A further striking difference between differentiation of the hybrids and the parental TG11.nR cells, was the re-appearance of significant numbers of EC cells after 2–3 weeks exposure to retinoic acid. Indeed, some EC cells always do reappear in retinoic acid-induced, differentiated NTERA2 cultures,13 but their numbers are generally very small. Since many of the differentiated cells either do not divide or divide only slowly, even a small increase in the number of “escaper” or revertant EC cells could lead to a dramatic increase in the rate at which such cells overgrow the differentiated cells. We have not made a detailed study of the EC cells that grow out from long term retinoic acid cultures of C7 and C10. One possibility is that, through karyotypic instability, they represent cells that have lost a key “differentiation-permissive” gene originally derived from TG11.nR, in which case detailed study of such “escapers” might indicate the chromosomal location of such a gene. Alternatively, there might be more complex mechanisms involving interaction of the 2102Ep and TG11.nR genomes that alter the probability with which differentiating cells revert to a stem cell phenotype.

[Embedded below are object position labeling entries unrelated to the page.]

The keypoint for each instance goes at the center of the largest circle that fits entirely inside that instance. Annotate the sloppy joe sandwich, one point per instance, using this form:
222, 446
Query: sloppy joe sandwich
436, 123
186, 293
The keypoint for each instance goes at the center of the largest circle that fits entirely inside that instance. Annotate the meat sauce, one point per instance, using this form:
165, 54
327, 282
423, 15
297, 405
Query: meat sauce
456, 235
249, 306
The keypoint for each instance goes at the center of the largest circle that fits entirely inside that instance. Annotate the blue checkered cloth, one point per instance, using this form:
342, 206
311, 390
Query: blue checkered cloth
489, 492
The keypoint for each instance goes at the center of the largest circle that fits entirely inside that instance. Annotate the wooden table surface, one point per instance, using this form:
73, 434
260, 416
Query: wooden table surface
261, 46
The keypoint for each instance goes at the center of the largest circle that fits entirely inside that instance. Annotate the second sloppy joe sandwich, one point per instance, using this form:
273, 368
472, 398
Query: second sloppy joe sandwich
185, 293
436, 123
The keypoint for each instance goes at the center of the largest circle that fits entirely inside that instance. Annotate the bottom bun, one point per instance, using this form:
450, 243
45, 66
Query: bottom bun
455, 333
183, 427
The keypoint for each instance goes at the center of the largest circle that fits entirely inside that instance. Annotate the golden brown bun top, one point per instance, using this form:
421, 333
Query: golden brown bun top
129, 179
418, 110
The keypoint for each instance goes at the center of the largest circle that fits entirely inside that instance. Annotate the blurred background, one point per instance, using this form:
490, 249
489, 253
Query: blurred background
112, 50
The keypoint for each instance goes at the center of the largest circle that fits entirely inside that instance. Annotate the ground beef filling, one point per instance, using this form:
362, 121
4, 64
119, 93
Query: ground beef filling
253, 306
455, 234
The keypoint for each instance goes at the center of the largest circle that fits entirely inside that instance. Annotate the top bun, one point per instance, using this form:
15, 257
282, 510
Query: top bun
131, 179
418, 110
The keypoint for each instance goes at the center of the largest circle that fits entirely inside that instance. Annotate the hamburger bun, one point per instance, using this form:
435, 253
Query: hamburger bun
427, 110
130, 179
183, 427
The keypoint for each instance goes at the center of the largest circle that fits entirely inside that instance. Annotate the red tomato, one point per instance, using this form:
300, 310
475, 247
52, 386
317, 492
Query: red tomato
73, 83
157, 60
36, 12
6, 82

In summary, it is evident that 2102Ep EC cells fail to differentiate for complex reasons, involving both the loss of function of key genes required generally for differentiation, and the altered function of genes that regulate differentiation along specific pathways, notably the neural pathway. Although the nature of these mutations is currently unknown, their elucidation may provide important clues to the role of loss of differentiation capacity in tumor progression and the role of such genes in cell differentiation during development.